Nutritional stress, which for instance may result from excessive high-fat and/or carbohydrates, can promote oxidative stress, subsequently forming lipid peroxidation products, protein carbonylation, and decreased antioxidant levels (42). Chronic oxidative stress and inflammation, both associated with obesity, can lead to insulin resistance, dysregulated metabolic pathways, diabetes, and cardiovascular diseases, via impaired signaling and metabolism that result in insulin secretion dysfunction, insulin action, and immune responses (42). In type 1 diabetes mellitus, RONS released from phagocytes may damage adjacent cells, which can lead to excessive inflammation and an autoimmune attack against pancreatic islet β-cells, and contribute to a rapid progression of pathogenesis (42). Immune system-associated enzymes (such as nicotinamide adenine dinucleotide phosphate [NADPH]-oxidase) can trigger the formation of ROS (42). Excessive glucose and lipid levels, endocrine factors, and numerous proinflammatory cytokines are known to activate NADPH oxidase (42). Proinflammatory cytokines can also upregulate nitric oxide synthase 2, NOS2, producing excessive NO, which can subsequently lead to the formation of peroxynitrite, and lead to further oxidative stress (42). In Type 2 diabetes mellitus, excessive RONS production from chronic hyperglycemia increases oxidative stress in tissues that exacerbate the disease, such as pancreatic islets, muscle, adipose, and hepatic, as well as influences secondary diabetic complications, including nephropathy, vascular disease, and retinopathy, leading to oxidized lipids and proteins (15, 42).

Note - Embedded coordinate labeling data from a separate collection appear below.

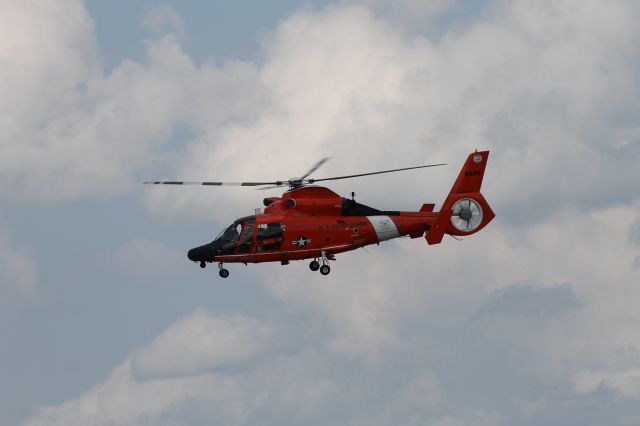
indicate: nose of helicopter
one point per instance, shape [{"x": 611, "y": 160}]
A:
[{"x": 201, "y": 254}]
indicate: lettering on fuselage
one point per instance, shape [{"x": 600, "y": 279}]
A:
[
  {"x": 340, "y": 225},
  {"x": 384, "y": 226}
]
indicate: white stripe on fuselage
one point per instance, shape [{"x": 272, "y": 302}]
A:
[{"x": 385, "y": 227}]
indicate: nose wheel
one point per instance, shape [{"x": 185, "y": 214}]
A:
[
  {"x": 314, "y": 265},
  {"x": 224, "y": 273},
  {"x": 325, "y": 269}
]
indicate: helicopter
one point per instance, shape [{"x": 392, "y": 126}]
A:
[{"x": 313, "y": 222}]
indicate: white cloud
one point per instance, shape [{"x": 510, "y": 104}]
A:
[
  {"x": 135, "y": 257},
  {"x": 550, "y": 87},
  {"x": 200, "y": 343},
  {"x": 18, "y": 271}
]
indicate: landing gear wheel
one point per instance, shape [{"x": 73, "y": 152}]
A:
[{"x": 325, "y": 269}]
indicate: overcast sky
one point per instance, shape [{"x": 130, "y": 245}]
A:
[{"x": 104, "y": 321}]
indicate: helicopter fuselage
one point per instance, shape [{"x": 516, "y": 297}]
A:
[{"x": 311, "y": 222}]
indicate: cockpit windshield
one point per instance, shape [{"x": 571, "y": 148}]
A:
[{"x": 230, "y": 234}]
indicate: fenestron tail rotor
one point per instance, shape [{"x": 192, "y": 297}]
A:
[
  {"x": 466, "y": 215},
  {"x": 291, "y": 183}
]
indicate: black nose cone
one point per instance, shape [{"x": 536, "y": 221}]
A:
[{"x": 201, "y": 254}]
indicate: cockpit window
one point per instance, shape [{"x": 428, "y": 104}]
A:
[{"x": 230, "y": 233}]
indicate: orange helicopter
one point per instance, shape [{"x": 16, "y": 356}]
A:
[{"x": 313, "y": 222}]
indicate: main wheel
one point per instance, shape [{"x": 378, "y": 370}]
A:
[
  {"x": 325, "y": 269},
  {"x": 314, "y": 265}
]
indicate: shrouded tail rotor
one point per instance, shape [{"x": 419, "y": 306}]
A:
[
  {"x": 466, "y": 215},
  {"x": 465, "y": 211}
]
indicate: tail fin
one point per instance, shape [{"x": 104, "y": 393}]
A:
[{"x": 465, "y": 211}]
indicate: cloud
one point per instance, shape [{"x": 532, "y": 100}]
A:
[
  {"x": 18, "y": 271},
  {"x": 135, "y": 256},
  {"x": 550, "y": 87},
  {"x": 200, "y": 343},
  {"x": 70, "y": 130},
  {"x": 531, "y": 300}
]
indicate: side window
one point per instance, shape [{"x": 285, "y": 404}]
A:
[
  {"x": 244, "y": 244},
  {"x": 269, "y": 236}
]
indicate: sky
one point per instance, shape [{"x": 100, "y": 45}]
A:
[{"x": 104, "y": 321}]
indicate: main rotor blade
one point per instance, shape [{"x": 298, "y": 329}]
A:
[
  {"x": 171, "y": 182},
  {"x": 316, "y": 167},
  {"x": 376, "y": 173}
]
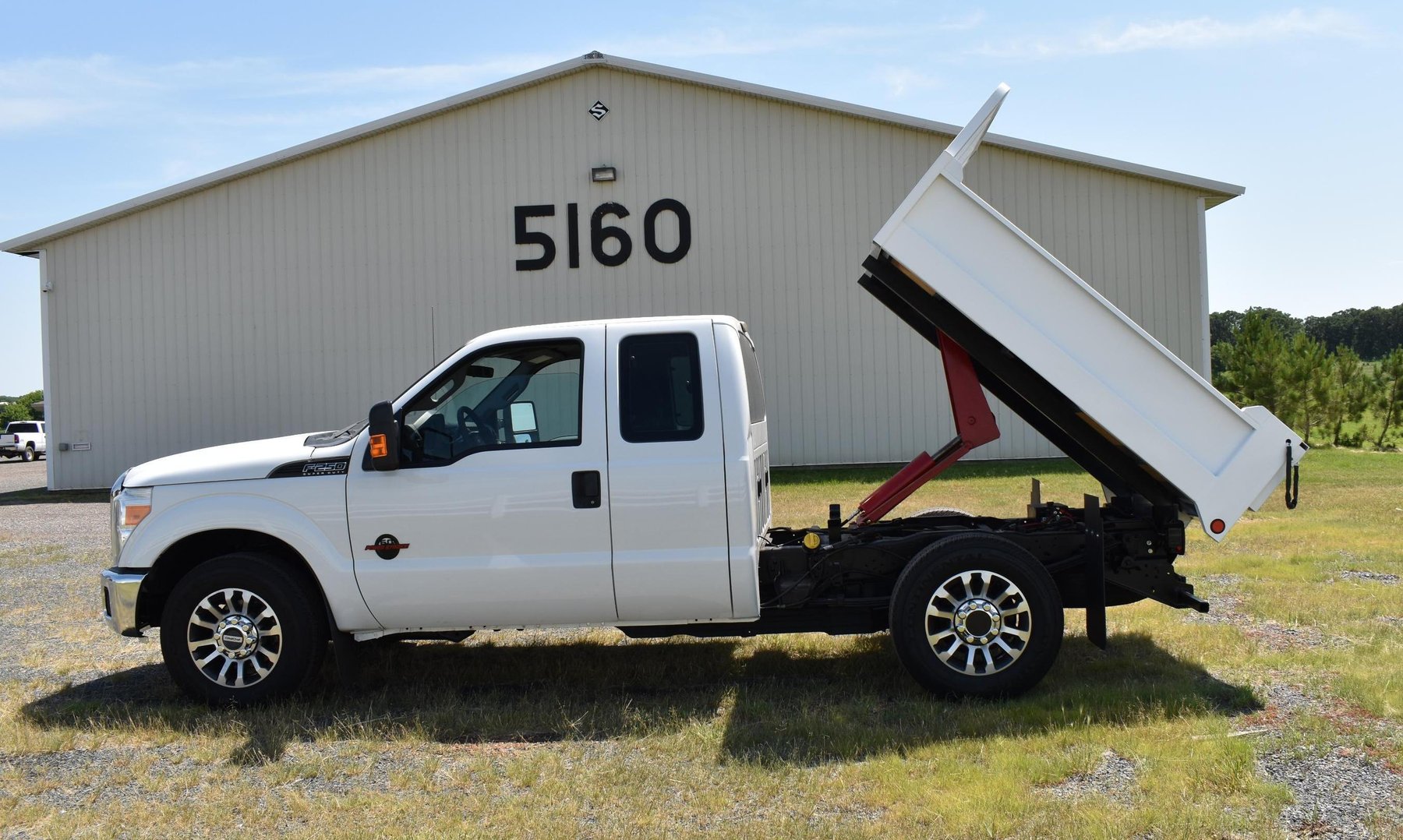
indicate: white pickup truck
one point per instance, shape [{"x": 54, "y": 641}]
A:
[
  {"x": 24, "y": 439},
  {"x": 617, "y": 473}
]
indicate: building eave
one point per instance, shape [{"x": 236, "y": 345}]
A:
[{"x": 28, "y": 245}]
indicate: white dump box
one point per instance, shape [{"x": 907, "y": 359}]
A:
[{"x": 1064, "y": 358}]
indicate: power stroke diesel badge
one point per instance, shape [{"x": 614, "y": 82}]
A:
[{"x": 387, "y": 547}]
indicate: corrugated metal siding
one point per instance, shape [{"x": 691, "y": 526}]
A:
[{"x": 292, "y": 299}]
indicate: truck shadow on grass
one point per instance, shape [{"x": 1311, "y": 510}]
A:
[{"x": 778, "y": 701}]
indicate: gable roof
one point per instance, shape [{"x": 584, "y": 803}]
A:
[{"x": 1215, "y": 192}]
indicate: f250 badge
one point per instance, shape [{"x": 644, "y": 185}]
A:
[{"x": 387, "y": 547}]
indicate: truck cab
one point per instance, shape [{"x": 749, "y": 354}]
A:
[
  {"x": 584, "y": 473},
  {"x": 594, "y": 473}
]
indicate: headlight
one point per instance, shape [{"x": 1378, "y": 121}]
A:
[{"x": 129, "y": 508}]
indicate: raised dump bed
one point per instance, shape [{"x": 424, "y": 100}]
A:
[{"x": 1064, "y": 358}]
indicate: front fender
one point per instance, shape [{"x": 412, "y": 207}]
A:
[{"x": 317, "y": 531}]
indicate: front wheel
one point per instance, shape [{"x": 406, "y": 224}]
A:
[
  {"x": 975, "y": 616},
  {"x": 243, "y": 629}
]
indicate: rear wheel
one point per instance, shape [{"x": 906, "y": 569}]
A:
[
  {"x": 977, "y": 616},
  {"x": 243, "y": 629}
]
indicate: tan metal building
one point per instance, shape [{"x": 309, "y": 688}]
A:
[{"x": 291, "y": 292}]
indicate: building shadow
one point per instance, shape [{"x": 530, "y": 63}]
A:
[
  {"x": 40, "y": 496},
  {"x": 782, "y": 704}
]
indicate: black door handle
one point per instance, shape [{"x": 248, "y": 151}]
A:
[{"x": 584, "y": 485}]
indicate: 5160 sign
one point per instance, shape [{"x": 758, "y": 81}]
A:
[{"x": 601, "y": 233}]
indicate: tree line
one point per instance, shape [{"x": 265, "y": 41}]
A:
[
  {"x": 1371, "y": 333},
  {"x": 1319, "y": 375}
]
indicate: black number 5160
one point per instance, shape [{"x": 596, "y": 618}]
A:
[{"x": 601, "y": 233}]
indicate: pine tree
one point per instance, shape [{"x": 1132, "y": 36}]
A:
[
  {"x": 1306, "y": 379},
  {"x": 1255, "y": 365},
  {"x": 1389, "y": 383},
  {"x": 1352, "y": 392}
]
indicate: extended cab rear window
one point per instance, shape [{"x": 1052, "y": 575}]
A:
[{"x": 659, "y": 387}]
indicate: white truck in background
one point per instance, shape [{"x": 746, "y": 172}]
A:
[
  {"x": 24, "y": 440},
  {"x": 617, "y": 473}
]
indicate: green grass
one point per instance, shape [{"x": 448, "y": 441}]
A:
[{"x": 589, "y": 734}]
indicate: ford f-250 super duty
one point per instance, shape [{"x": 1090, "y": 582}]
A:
[{"x": 617, "y": 473}]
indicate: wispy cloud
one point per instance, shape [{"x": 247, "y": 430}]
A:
[
  {"x": 750, "y": 41},
  {"x": 1200, "y": 33},
  {"x": 905, "y": 80},
  {"x": 107, "y": 91}
]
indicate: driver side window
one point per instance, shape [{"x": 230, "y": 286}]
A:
[{"x": 503, "y": 397}]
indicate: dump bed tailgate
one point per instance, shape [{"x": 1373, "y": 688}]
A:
[{"x": 1064, "y": 358}]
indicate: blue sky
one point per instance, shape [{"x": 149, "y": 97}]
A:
[{"x": 1301, "y": 104}]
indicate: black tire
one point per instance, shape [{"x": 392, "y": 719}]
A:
[
  {"x": 271, "y": 665},
  {"x": 940, "y": 512},
  {"x": 1001, "y": 666}
]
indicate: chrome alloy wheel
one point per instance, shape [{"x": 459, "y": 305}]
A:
[
  {"x": 235, "y": 637},
  {"x": 978, "y": 623}
]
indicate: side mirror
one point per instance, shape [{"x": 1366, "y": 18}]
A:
[{"x": 385, "y": 438}]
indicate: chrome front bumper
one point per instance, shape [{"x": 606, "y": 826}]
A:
[{"x": 119, "y": 592}]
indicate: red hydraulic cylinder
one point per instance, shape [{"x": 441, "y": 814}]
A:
[{"x": 974, "y": 428}]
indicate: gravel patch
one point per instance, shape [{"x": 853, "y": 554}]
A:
[
  {"x": 1367, "y": 575},
  {"x": 51, "y": 552},
  {"x": 1113, "y": 777},
  {"x": 1227, "y": 609},
  {"x": 31, "y": 517},
  {"x": 1336, "y": 796}
]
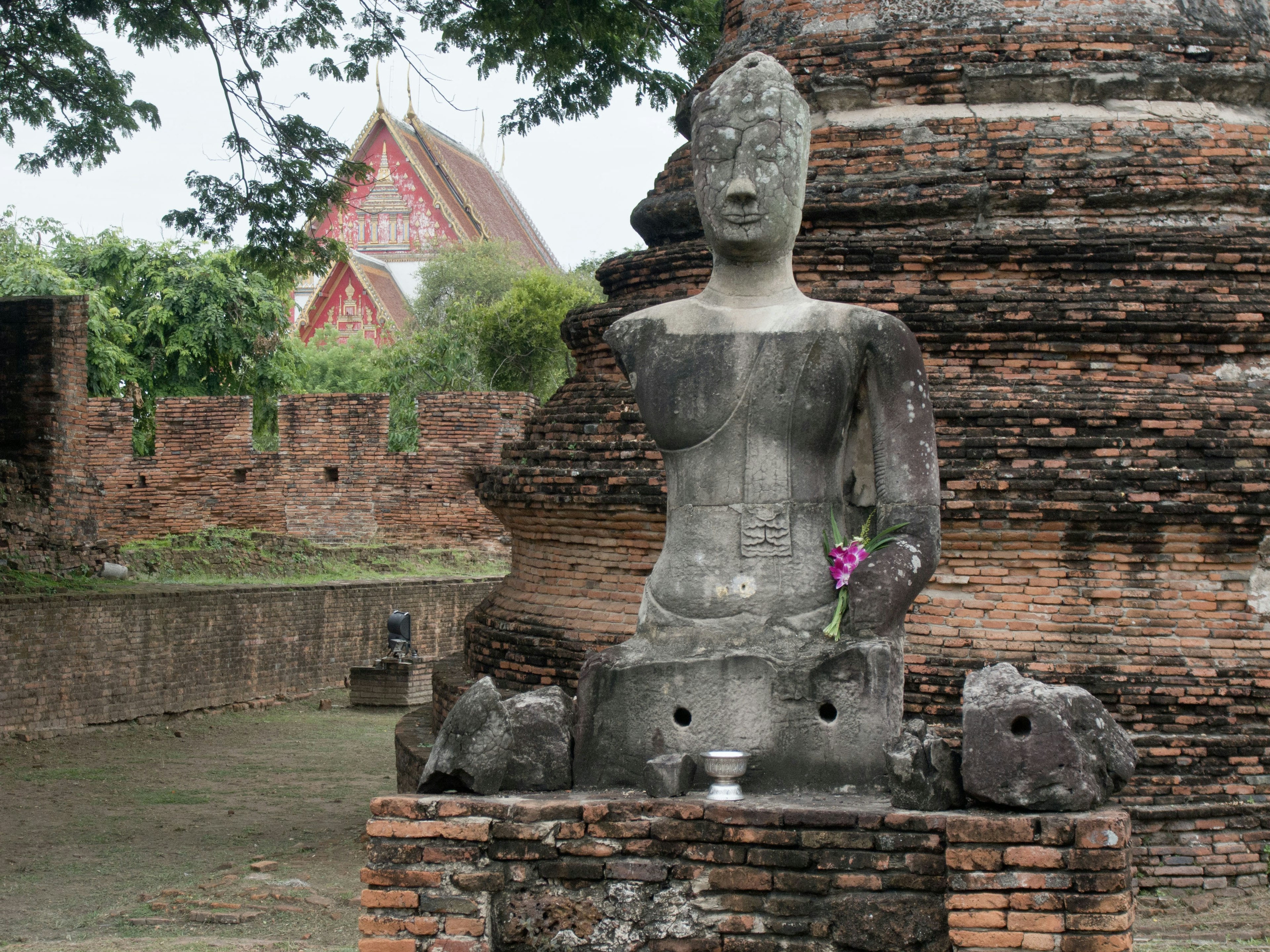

Oxidative stress has been proposed as a contributory factor in the pathogenesis of several neurodegenerative diseases (43). For instance, in familial amyotrophic lateral sclerosis (ALS) (accounting for 5–10% of ALS cases), there is a mutation in superoxide dismutase 1 (SOD1) that results in dysfunctional superoxide radical clearance, leading to increased oxidative stress (43). NADPH oxidases have emerged as possible drug targets for the treatment of neurodegeneration, due to their role in generating oxidants and also regulating microglia activation (49).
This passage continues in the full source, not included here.